13. The method of any of the preceding claims, where the at least one parameter is varying in a non-periodic controlled manner.
14. The method of claims 1 to 12, where the at least one parameter varying in a non-periodic uncontrolled manner.
15. The method of any of the preceding claims, where the at least one parameter varying in a non-periodic manner is composed of a periodic part overlain by non-periodic fluctuations .
16. The method of any of the preceding claims, wherein as part of the separation step the data are regularized onto a regular sampling grid in time and or space.
17. The method of any of the preceding claims in which the transformed domain is selected from one of a Fourier transform domain, a Radon transform domain, a Gabor time- frequency domain, and a tau-p transform domain.
18. The method of claims 17 in which the corresponding transforms are replaced by their respective
representations or mathematical equivalents in
corresponding transformed domains in the space and or time domain.
19. The method of any of the preceding claims in which the computations in the modelling and or inversion steps are done using fast solvers.
20. The method any of the preceding claims, where the obtained wavefield signals consist of or comprise
multiple components.
21. The method of claim 20, where one or more of the multiple components is/are modeled and inverted to separate a contribution independently.

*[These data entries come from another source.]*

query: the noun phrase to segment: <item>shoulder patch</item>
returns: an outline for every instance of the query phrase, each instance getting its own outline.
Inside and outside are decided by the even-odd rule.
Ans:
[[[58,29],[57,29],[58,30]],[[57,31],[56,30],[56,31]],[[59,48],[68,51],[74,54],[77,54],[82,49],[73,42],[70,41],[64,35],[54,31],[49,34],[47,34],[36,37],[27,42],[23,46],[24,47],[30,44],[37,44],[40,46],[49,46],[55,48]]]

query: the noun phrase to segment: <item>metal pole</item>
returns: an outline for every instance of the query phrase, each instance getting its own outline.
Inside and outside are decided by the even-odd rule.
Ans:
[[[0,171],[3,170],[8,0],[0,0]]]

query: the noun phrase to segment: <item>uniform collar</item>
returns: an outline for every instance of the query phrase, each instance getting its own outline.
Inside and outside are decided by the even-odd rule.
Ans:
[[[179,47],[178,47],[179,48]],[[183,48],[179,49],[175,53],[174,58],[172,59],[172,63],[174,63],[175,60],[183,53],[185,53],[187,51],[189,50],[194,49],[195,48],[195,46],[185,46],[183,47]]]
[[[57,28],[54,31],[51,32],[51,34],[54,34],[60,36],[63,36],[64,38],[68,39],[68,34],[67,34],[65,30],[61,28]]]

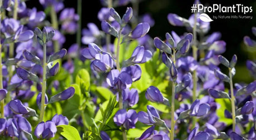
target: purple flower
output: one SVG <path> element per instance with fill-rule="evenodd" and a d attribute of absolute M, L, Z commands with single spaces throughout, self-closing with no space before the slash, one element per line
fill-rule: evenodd
<path fill-rule="evenodd" d="M 208 113 L 210 105 L 207 103 L 200 104 L 200 100 L 196 99 L 191 105 L 190 110 L 191 116 L 200 117 Z"/>
<path fill-rule="evenodd" d="M 127 112 L 125 109 L 119 110 L 114 117 L 114 122 L 116 125 L 122 125 L 126 129 L 135 128 L 137 121 L 137 113 L 134 110 L 129 110 Z"/>
<path fill-rule="evenodd" d="M 154 130 L 155 129 L 155 126 L 152 126 L 149 128 L 147 128 L 146 131 L 143 132 L 143 133 L 141 134 L 141 136 L 139 138 L 139 140 L 144 140 L 146 139 L 148 137 L 149 137 L 154 132 Z"/>
<path fill-rule="evenodd" d="M 133 82 L 140 80 L 141 76 L 141 69 L 139 65 L 131 65 L 127 67 L 125 67 L 121 70 L 121 72 L 125 71 L 128 73 L 131 76 Z"/>
<path fill-rule="evenodd" d="M 167 16 L 169 22 L 174 26 L 183 26 L 183 18 L 176 14 L 169 14 Z"/>
<path fill-rule="evenodd" d="M 35 129 L 35 135 L 38 138 L 42 137 L 43 139 L 50 139 L 54 137 L 56 132 L 57 128 L 55 123 L 48 121 L 46 122 L 41 122 L 37 125 Z"/>
<path fill-rule="evenodd" d="M 116 100 L 118 101 L 118 94 Z M 138 91 L 135 89 L 126 89 L 122 91 L 122 96 L 123 100 L 123 105 L 125 108 L 129 108 L 136 105 L 139 101 L 139 94 Z"/>
<path fill-rule="evenodd" d="M 58 102 L 60 101 L 63 101 L 68 100 L 75 94 L 75 88 L 73 87 L 70 87 L 67 89 L 64 90 L 61 93 L 57 94 L 51 97 L 49 103 L 51 103 L 55 102 Z"/>
<path fill-rule="evenodd" d="M 131 76 L 125 71 L 112 70 L 107 76 L 107 83 L 114 89 L 124 90 L 129 88 L 132 82 Z"/>
<path fill-rule="evenodd" d="M 243 140 L 244 139 L 242 137 L 237 134 L 235 132 L 232 132 L 230 133 L 231 140 Z"/>
<path fill-rule="evenodd" d="M 104 131 L 100 132 L 100 137 L 102 140 L 111 140 L 109 135 Z"/>
<path fill-rule="evenodd" d="M 149 31 L 150 27 L 147 23 L 140 23 L 131 32 L 131 38 L 137 39 L 144 36 Z"/>
<path fill-rule="evenodd" d="M 24 114 L 37 116 L 36 111 L 22 104 L 19 100 L 12 100 L 9 103 L 9 107 L 16 114 Z"/>
<path fill-rule="evenodd" d="M 147 105 L 147 113 L 144 111 L 138 113 L 139 121 L 146 125 L 155 125 L 161 120 L 157 111 L 152 106 Z"/>
<path fill-rule="evenodd" d="M 101 52 L 101 49 L 94 43 L 89 43 L 88 48 L 82 50 L 82 55 L 86 59 L 95 59 L 97 53 Z"/>
<path fill-rule="evenodd" d="M 52 121 L 55 123 L 55 125 L 68 125 L 68 119 L 62 115 L 56 114 L 52 118 Z"/>
<path fill-rule="evenodd" d="M 150 51 L 145 50 L 144 46 L 138 46 L 134 49 L 129 60 L 134 63 L 141 64 L 149 61 L 151 57 L 152 53 Z"/>
<path fill-rule="evenodd" d="M 241 114 L 248 115 L 253 112 L 254 108 L 254 103 L 253 101 L 247 101 L 241 108 Z"/>
<path fill-rule="evenodd" d="M 38 107 L 39 109 L 41 108 L 41 101 L 42 100 L 42 92 L 40 92 L 37 95 L 36 97 L 36 104 Z M 45 94 L 45 104 L 48 103 L 48 96 L 47 94 Z"/>
<path fill-rule="evenodd" d="M 0 89 L 0 101 L 6 97 L 7 91 L 5 89 Z"/>
<path fill-rule="evenodd" d="M 164 97 L 161 92 L 156 87 L 153 86 L 147 88 L 145 96 L 147 100 L 151 102 L 164 102 Z"/>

22. The method of claim 20, where two or more of the multiple components are modeled and inverted to separate a contribution jointly.
23. The method of claim 21, where one or more of the multiple components is/are modeled and inverted to separate a contribution using information derived from one or more of the other multiple components.
24. The method of claim 20, where one or more of the multiple components are combined before one or more products of the combination are modeled and inverted to separate a contribution.
25. The method of claim 23, where the information derived from one or more of the other multiple components consists of or comprises local directionality
information .
26. The method of claim 25, where local directionality information is determined jointly from two or more of the multiple components.
27. The method of 24, where the combination of the one or more of the multiple components consist of or comprises one or more of: a wavefield separation step, a deghosting step, a redatuming step, a polarisation filtering step, a multi-channel processing step.
28. The method of any of the preceding claims applied to land seismic data, marine seismic data, seabed seismic data, permanent monitoring seismic data, time-lapse seismic data, transition zone seismic data or borehole seismic data with (near) surface or downhole placed receivers and/or sources such as VSP, 3D VSP, or
distributed acoustic sensing seismic data.